The spark doc says that .repartition()
returns a new DataFrame, which is by default Hash-Partitioned
. But, in the example I am running, as shown below, that's not the case.
rdd=sc.parallelize([('a',22),('b',1),('c',4),('b',1),('d',2),
('a',0),('d',3),('a',1),('c',4),('b',7),
('a',2),('a',22),('b',1),('c',4),('b',1),
('d',2),('a',0),('d',3),('a',1),('c',4),
('b',7),('a',2)]
)
df=rdd.toDF(['key','value'])
df=df.repartition(5,'key') #5 partitions on 'key' column
print("Partitioner: {}".format(df.rdd.partitioner)) # prints - 'Partitioner: None' Why??
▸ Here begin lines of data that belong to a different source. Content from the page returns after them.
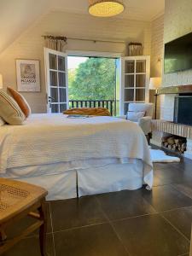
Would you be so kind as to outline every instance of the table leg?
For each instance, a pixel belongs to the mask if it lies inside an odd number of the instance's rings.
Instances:
[[[47,211],[45,201],[42,202],[38,211],[40,213],[40,219],[44,221],[44,224],[40,226],[39,230],[40,251],[42,256],[46,256]]]

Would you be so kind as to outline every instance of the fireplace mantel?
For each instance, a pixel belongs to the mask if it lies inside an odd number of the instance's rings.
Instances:
[[[158,90],[158,95],[160,94],[182,94],[192,93],[192,84],[160,87]]]

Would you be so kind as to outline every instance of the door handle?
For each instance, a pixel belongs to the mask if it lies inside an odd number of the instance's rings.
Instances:
[[[51,102],[52,101],[55,101],[55,98],[51,96],[48,96],[48,102]]]
[[[55,100],[55,98],[51,97],[51,96],[48,96],[49,100]]]

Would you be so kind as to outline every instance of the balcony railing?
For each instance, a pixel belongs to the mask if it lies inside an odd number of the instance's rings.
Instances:
[[[94,101],[69,101],[69,108],[108,108],[111,115],[116,113],[116,104],[114,100],[94,100]]]

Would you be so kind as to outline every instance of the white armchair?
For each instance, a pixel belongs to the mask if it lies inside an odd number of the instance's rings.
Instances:
[[[151,132],[151,119],[154,113],[153,103],[130,103],[128,111],[131,112],[144,112],[145,115],[137,122],[145,135]]]

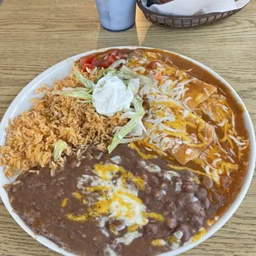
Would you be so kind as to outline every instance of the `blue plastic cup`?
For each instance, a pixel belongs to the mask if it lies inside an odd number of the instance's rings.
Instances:
[[[121,31],[135,22],[136,0],[96,0],[97,13],[103,28]]]

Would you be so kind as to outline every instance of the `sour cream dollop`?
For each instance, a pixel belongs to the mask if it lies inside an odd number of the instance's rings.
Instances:
[[[129,109],[134,93],[116,76],[105,76],[98,80],[92,92],[92,103],[97,111],[107,116]]]

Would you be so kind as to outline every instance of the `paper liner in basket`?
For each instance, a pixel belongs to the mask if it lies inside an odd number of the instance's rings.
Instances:
[[[191,16],[211,12],[224,12],[244,7],[250,0],[173,0],[164,4],[153,4],[147,9],[164,15]]]

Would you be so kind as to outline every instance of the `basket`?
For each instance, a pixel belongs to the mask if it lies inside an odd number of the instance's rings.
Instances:
[[[192,28],[216,23],[235,14],[244,7],[225,12],[212,12],[195,16],[171,16],[149,11],[143,6],[141,0],[137,0],[137,4],[148,21],[154,25],[168,28]]]

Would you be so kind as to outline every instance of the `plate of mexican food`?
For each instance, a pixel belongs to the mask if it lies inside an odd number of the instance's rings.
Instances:
[[[255,138],[232,87],[153,48],[50,68],[1,122],[2,199],[63,255],[177,255],[209,238],[250,184]]]

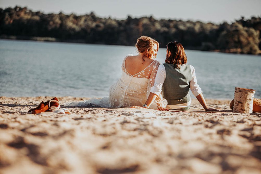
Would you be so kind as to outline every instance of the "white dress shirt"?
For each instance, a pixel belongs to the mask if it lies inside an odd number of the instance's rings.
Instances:
[[[202,93],[201,89],[197,83],[197,78],[196,78],[196,73],[195,69],[193,66],[189,65],[190,70],[191,72],[191,80],[189,82],[190,89],[192,93],[196,97]],[[163,83],[166,78],[166,70],[165,67],[163,64],[161,64],[159,66],[158,69],[157,71],[154,85],[151,88],[151,92],[158,95],[161,92],[161,88]],[[191,103],[191,99],[188,102],[185,103],[175,105],[167,105],[167,108],[169,109],[176,109],[186,107],[189,106]]]

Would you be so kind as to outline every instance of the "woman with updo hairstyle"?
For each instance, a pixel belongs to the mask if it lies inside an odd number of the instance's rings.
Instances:
[[[113,107],[143,107],[154,84],[160,64],[155,60],[159,43],[149,37],[142,36],[137,40],[135,46],[138,54],[129,54],[124,58],[121,76],[110,89],[109,103]],[[157,109],[165,107],[167,104],[159,95],[150,108]]]

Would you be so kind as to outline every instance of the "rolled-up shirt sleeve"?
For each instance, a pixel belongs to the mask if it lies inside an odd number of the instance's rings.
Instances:
[[[154,85],[150,90],[150,92],[158,95],[161,92],[161,87],[166,78],[166,70],[163,64],[159,66],[155,77]]]
[[[190,89],[192,92],[192,93],[193,95],[195,95],[195,97],[196,97],[202,93],[202,91],[201,90],[201,89],[199,87],[199,86],[198,85],[197,83],[195,68],[193,66],[190,65],[189,65],[189,66],[190,66],[190,70],[191,71],[191,76],[192,77],[191,81],[189,83]],[[157,77],[156,76],[156,77]]]

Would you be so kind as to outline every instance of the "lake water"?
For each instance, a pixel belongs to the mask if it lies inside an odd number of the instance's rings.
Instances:
[[[134,46],[0,40],[0,96],[101,97]],[[186,50],[205,98],[233,99],[235,87],[261,98],[261,56]],[[157,59],[164,63],[166,49]]]

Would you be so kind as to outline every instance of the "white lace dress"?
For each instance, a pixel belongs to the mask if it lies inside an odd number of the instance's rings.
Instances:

Why I don't have a partitioner? Let me print the partitions using glom()
function -
print("Partitions structure: {}".format(df.rdd.glom().collect()))
[
[ #Partition 1
Row(key='a', value=22), Row(key='a', value=0), Row(key='a', value=1),
Row(key='a', value=2), Row(key='a', value=22), Row(key='a', value=0),
Row(key='a', value=1), Row(key='a', value=2)
],
[ #Partition 2
Row(key='b', value=1), Row(key='b', value=1), Row(key='b', value=7),
Row(key='b', value=1), Row(key='b', value=1), Row(key='b', value=7)
],
[ #Partition 3
Row(key='c', value=4), Row(key='c', value=4), Row(key='c', value=4),
Row(key='c', value=4)
],
[ #Partition 4 (empty)
],
[ #Partition 5
Row(key='d', value=2), Row(key='d', value=3), Row(key='d', value=2),
Row(key='d', value=3)
]
]
We can clearly see that the data is well partitioned by key
, with all Rows()
with same key
column ending on one partition. So, why does the partitioner
prints None
?
What can I do so as to have a partitioner
, which can further be used for optimization?